The tanks all have undergravel filters and I was thinking of finding a large volume pump or probably two in case of failure to run all the tanks. Is there such an air pump available and if so where can I find one?

I have a back up generator in case of power outage,

Plumbing is nearby so I'll be putting in a laundry room style sink

The tanks have glass tops and I'm going to light the room with one or two 400 watt HPS greenhouse lights, also an exhaust fan on a thermostat to remove extra heat in the summer months

I'm building the shelving with treated 2 by 4's and plywood, I'm thinking 2 levels of tanks a couple of feet apart to allow the light to reach the lower tanks.

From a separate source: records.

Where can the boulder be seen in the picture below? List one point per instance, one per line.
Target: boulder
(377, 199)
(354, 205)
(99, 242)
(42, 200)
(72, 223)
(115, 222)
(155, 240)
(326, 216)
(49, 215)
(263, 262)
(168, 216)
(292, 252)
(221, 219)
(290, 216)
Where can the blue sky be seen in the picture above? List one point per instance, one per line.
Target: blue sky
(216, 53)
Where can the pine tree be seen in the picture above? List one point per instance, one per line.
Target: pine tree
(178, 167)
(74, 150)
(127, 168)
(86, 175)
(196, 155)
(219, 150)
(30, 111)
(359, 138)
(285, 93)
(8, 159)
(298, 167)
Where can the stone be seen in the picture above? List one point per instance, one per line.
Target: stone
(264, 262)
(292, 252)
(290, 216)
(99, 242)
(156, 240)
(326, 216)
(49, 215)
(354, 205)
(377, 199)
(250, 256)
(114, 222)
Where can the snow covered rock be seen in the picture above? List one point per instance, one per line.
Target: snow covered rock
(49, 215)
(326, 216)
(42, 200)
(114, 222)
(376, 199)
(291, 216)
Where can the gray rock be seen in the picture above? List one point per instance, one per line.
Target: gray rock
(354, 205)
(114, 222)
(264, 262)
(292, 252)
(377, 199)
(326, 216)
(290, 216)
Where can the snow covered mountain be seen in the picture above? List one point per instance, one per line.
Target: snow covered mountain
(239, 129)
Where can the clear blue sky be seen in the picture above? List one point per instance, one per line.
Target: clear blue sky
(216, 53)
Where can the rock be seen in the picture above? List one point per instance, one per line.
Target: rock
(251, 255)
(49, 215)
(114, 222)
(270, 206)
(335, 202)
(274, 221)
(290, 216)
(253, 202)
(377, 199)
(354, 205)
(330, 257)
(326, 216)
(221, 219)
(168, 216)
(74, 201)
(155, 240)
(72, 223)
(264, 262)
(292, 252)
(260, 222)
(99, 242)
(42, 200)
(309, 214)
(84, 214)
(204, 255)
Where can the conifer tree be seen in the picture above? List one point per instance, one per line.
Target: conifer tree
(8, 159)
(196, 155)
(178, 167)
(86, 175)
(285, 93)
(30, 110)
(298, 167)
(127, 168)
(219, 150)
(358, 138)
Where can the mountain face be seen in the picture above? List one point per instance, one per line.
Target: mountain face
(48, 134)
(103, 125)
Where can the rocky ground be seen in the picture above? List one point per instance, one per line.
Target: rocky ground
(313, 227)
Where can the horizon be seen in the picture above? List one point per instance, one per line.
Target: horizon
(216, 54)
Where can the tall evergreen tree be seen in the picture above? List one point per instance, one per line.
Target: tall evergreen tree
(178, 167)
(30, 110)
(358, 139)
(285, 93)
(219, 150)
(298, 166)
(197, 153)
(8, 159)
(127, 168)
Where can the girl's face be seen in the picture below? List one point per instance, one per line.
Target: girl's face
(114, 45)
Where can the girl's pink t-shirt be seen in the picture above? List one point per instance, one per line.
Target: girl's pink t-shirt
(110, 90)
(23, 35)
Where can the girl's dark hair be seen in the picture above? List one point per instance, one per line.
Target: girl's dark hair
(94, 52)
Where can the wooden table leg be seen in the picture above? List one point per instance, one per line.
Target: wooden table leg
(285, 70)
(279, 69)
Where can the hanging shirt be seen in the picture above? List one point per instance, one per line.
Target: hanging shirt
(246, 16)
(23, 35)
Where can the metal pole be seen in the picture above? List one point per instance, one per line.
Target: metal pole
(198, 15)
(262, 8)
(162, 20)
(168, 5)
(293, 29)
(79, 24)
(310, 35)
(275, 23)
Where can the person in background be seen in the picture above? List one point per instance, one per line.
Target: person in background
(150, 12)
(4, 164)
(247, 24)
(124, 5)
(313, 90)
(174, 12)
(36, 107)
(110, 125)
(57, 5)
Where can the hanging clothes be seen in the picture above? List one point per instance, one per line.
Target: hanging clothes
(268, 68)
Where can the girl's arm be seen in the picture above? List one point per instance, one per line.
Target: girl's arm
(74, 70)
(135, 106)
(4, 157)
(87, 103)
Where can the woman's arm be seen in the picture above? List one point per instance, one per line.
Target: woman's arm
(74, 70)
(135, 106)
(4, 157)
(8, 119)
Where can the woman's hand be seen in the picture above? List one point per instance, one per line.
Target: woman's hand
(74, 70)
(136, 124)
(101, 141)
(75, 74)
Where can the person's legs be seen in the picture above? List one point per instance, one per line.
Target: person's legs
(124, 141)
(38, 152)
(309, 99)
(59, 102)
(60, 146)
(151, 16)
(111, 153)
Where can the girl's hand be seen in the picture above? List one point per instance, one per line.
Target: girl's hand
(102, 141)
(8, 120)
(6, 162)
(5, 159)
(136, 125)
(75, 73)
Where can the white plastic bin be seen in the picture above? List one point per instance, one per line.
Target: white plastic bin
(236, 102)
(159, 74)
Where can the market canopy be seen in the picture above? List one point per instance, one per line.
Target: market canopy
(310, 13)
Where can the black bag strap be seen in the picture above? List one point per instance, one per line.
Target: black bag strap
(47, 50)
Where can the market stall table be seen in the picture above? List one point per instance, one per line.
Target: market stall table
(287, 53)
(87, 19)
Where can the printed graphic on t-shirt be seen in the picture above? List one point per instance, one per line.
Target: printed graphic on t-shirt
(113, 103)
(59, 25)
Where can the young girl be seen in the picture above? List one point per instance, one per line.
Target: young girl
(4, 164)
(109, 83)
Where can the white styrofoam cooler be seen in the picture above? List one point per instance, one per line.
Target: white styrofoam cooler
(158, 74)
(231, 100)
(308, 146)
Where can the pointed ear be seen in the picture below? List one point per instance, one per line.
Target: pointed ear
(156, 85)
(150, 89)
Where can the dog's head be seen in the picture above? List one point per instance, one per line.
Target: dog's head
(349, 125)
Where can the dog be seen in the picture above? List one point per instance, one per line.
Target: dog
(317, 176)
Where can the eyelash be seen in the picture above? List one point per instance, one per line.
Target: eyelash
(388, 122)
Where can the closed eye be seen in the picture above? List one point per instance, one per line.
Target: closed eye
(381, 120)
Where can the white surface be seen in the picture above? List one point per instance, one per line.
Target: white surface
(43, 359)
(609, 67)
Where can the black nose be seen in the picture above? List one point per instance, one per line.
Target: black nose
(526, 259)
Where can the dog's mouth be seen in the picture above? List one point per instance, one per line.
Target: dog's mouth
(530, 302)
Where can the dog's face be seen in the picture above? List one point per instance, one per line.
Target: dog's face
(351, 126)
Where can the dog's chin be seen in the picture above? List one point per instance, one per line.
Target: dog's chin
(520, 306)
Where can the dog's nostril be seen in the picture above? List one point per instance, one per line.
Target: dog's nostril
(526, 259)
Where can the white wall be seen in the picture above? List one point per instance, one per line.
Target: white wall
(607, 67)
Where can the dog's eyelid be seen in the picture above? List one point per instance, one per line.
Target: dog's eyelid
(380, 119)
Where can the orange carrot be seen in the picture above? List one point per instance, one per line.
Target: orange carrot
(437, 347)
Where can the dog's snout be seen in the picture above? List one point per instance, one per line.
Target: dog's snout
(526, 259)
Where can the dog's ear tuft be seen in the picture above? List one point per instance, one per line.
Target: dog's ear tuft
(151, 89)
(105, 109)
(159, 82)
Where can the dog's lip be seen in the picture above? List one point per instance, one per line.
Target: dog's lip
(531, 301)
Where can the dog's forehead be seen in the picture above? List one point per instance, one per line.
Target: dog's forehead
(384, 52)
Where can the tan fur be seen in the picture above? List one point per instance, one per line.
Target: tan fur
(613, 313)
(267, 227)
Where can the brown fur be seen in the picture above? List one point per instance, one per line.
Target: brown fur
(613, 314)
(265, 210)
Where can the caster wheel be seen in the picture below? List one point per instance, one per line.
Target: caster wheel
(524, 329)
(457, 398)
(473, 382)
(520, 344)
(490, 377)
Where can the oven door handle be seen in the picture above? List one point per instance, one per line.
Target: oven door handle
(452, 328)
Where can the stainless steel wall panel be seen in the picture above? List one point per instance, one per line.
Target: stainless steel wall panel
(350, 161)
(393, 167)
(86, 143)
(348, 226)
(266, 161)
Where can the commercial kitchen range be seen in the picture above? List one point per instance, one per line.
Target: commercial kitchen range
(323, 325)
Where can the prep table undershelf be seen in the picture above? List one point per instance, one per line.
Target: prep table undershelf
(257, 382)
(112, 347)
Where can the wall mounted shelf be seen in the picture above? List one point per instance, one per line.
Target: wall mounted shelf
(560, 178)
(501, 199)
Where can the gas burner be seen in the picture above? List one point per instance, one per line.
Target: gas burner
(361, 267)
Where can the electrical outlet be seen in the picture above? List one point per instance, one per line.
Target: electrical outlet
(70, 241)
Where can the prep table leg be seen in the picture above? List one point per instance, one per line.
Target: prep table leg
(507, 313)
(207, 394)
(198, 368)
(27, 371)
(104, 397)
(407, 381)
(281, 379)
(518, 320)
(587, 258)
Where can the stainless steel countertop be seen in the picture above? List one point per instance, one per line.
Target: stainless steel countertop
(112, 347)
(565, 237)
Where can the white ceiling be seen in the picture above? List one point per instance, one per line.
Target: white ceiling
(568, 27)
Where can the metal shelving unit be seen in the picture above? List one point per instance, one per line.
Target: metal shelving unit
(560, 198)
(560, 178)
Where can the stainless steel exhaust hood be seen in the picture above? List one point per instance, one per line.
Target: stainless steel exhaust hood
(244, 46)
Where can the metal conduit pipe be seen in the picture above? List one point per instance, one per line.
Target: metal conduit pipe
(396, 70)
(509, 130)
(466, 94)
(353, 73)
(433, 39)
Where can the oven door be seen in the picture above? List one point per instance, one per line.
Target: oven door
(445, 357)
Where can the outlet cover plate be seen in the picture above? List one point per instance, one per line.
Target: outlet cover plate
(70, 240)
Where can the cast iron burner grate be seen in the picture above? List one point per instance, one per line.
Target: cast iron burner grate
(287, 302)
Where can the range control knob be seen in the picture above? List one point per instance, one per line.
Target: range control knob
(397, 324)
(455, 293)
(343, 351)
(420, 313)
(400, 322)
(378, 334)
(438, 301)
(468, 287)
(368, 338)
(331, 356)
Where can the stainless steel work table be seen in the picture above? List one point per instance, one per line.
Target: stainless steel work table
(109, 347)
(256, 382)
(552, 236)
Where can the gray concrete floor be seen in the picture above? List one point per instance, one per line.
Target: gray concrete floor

How does this sound and any suggestions?


----------



## The Guy (Nov 26, 2010)

Wow sounds like a neat plan you have there, I think you might want to consider a main sump filter system and heat your tanks that way. If you try and heat the room to heat the tanks it's going to be very humid and hot and uncomfortable place to be for you. Maybe some other guys with fish rooms will offer some help. I know I sure enjoy the small room I have. Cheers Laurie


----------



## davefrombc (Apr 21, 2010)

Go with individual heaters, and heat the room to normal , comfy for you temperatures. The tank heaters will give you control over heating in each , according to species needs , and you will be able to enjoy the room more .. Heating the room to tropical temperatures for the fish will raise humidity severely and between the heat and humidity, you will be very uncomfortable in there in short order. Use normal lighting for the room and individual lighting on tanks you want to have planted . The HPS greenhouse lights won't be adequate because of distance from the tanks , and the light will be very harsh on your eyes.


----------